Some of the best movies are origin stories. When we know where a superhero is coming from, then we can understand why they do what they do. The same goes for planets: knowing how they formed is key in understanding their internal structure, geology and climates. We know a lot about how Earth formed from decades of analyzing meteorites and lunar rocks. We think the final phases of Earth’s growth involved titanic collisions, the last of which spun out a disk of vaporized rock that coalesced into the moon.

But what about the thousands of planets we’ve found around other stars; did they form like Earth? Answering this question may seem hopeless because we’ll never have rocks from those planets to analyze. But there may be another way, and this way is important because it gives us the rare opportunity to compare our planet’s origins story with those of rocky exoplanets.

In a recent study published in Nature Astronomy, we used the orbital architecture of a system of exoplanets to figure out how planets might form, using the TRAPPIST-1 system as an example. This system is iconic among exoplanets: it contains seven known planets, each close to Earth’s size and three of which receive a similar amount of energy from their tiny red star as Earth does from the Sun.

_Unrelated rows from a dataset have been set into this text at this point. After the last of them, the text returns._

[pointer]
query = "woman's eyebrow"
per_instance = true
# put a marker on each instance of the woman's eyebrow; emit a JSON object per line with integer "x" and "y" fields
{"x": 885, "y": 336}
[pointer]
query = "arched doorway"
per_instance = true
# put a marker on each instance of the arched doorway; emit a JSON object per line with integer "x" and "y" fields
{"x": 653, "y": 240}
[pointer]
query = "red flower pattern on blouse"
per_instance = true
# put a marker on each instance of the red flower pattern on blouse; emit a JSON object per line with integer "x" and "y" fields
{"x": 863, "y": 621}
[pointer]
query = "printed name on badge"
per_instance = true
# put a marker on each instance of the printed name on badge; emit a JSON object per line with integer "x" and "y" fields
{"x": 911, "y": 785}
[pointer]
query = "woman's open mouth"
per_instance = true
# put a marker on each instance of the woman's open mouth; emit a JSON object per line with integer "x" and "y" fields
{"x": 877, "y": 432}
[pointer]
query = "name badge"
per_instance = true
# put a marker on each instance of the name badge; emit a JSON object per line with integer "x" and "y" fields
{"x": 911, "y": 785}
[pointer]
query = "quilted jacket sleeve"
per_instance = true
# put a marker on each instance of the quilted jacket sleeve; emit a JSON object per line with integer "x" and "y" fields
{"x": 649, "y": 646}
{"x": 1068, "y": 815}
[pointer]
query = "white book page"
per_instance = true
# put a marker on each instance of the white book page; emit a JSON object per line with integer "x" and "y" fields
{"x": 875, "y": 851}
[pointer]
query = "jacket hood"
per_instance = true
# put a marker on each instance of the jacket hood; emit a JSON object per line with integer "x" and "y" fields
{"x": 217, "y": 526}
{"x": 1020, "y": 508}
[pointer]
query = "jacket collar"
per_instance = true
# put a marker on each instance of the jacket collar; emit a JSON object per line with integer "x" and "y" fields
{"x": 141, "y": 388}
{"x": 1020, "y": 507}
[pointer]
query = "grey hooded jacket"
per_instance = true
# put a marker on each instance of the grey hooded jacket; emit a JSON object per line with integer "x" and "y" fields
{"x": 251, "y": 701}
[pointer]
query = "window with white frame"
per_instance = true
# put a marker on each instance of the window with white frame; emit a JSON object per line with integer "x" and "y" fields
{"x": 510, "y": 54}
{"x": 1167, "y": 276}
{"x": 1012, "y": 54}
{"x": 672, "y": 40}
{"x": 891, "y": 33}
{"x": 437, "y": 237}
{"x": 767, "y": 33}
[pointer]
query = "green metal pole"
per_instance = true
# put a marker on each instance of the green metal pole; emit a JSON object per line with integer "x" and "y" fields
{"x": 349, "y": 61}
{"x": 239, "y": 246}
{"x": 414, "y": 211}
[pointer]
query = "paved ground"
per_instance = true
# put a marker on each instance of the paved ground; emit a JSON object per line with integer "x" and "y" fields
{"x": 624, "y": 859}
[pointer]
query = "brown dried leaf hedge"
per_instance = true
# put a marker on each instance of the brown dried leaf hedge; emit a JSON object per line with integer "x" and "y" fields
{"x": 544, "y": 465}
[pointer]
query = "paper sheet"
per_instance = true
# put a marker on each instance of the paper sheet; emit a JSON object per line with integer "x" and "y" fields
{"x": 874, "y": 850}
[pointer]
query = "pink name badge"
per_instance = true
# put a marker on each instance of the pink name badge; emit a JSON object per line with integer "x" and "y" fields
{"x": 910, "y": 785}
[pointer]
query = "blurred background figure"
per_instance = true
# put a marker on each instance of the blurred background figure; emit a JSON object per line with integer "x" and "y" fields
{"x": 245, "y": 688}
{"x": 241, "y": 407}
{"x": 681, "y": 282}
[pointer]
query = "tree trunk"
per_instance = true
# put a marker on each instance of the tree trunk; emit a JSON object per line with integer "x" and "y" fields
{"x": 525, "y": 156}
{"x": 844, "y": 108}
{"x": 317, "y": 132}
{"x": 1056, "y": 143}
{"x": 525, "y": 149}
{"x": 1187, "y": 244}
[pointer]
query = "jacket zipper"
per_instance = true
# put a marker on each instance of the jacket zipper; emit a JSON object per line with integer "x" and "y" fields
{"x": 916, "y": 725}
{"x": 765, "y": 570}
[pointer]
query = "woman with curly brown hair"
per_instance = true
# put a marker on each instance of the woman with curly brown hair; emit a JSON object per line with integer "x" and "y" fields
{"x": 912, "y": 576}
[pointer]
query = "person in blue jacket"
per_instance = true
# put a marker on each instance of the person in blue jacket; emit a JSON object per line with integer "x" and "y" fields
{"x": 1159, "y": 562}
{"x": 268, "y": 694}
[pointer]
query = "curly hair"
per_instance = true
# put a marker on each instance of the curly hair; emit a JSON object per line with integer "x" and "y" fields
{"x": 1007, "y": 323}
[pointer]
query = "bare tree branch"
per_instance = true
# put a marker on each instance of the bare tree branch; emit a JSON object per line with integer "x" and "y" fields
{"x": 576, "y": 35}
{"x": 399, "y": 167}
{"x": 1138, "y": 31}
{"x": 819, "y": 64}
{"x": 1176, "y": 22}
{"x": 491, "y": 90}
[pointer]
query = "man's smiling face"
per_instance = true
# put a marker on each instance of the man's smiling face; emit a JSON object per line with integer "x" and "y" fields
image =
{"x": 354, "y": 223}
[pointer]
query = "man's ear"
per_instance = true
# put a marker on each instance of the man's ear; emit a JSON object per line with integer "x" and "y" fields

For the purpose of our analysis, a key feature of TRAPPIST-1 is orbital resonance. After a specific number of orbits, each pair of neighboring planets realigns. For example, among the outer pair of planets, called g and h, orbital alignment repeats every three orbits of planet g and two orbits of planet h; this is a 3:2 resonance. Each adjacent pair is in a similar resonance. Together, all seven planets participate in this orbital dance, forming a resonant chain.

In paintball, each time a person is hit, the impact leaves behind a blob of paint, so you can tell at a glance how often any player gets shot. Likewise, the surfaces of planets and moons retain the signs of impacts; when an object from space crashes down, it explodes and leaves behind a crater. You can see the biggest craters on the Moon by eye; Tycho is one of the most dramatic.

We wanted to figure out how much space junk—meaning, leftover asteroids and comets—could have bombarded the TRAPPIST-1 planets. A key piece of our study was to calculate exactly how fragile the system’s orbital resonances are. It turns out the resonances are extremely easy to break. When an asteroid or comet collides with a planet, or even just passes close by, the planet’s orbit shifts a little. Add up a few of these shifts and the orbits of neighboring planets are spread apart enough far enough to lose their resonance. From that point onward, they can never realign again.

Using orbital simulations, we determined how much space junk would have collided with each TRAPPIST-1 planet if the system’s resonances had been lost. Of course, TRAPPIST-1’s resonances were not lost; they have survived for billions of years since the planets formed, and we observe them today. TRAPPIST-1 is like a paintball player wearing an outfit that’s still almost perfectly clean. Our simulations show us the “worst-case scenario”; the maximum amount of material that could have impacted any of the TRAPPIST-1 planets since they formed is tiny (in cosmic terms), less than 1 percent of Earth’s mass. Any more than that would have permanently disrupted the resonances we see today.

Because there were so few impacts, the TRAPPIST-1 planets must have grown much faster than Earth. Resonances like TRAPPIST-1’s form by orbital migration, as the growing planets’ orbits slowly shrink by interacting with the gaseous planet-forming disk. Once the disk is gone, resonances can break but they cannot re-form. So, the TRAPPIST-1 system must have been fully formed within the lifetime of its star’s disk—just a few million years. There was at most a gentle bombardment over the ensuing billions of years.

In contrast, analysis of Earth and moon rocks indicates that the planet-sized collision that formed the moon took place about 100 million years after the start of solar system formation. The TRAPPIST-1 planets may well have experienced such giant collisions, but only very early in their histories, before the resonant chain was set in stone. We don’t fully understand how these different formation pathways affect the internal evolution, geology and climate of the TRAPPIST-1 planets as compared with Earth, but it’s an active area of study. For instance, it’s possible that their rapid growth would greatly increase the amount of water that could be stored within rocks in the planets’ interior, but decrease the amount that could remain as surface oceans.

Our study borders the controversy-ridden waters of what objects should be called “planets.” Following the International Astronomical Union’s definition, the factor that was used to demote Pluto to the status of “dwarf planet” was that it has not cleared the neighborhood around its orbit of space junk. Rather, Pluto orbits within the Kuiper belt of ice-rich cometlike objects. Our simulations show that no substantial population of space junk can remain in the TRAPPIST-1 system. Each of these seven objects therefore deserves to be called a planet.

For now, we can only apply our new technique to the handful of other systems, the resonant chains with nearly clean paintball jerseys. Yet these are some of the most interesting systems that we know from both an orbital point of view and because one theory proposes that almost all planetary systems spend some time as a resonant chain (although very few resonant chains survive). Understanding the bombardment histories of planets in these systems is a first step toward telling the origins stories of other worlds.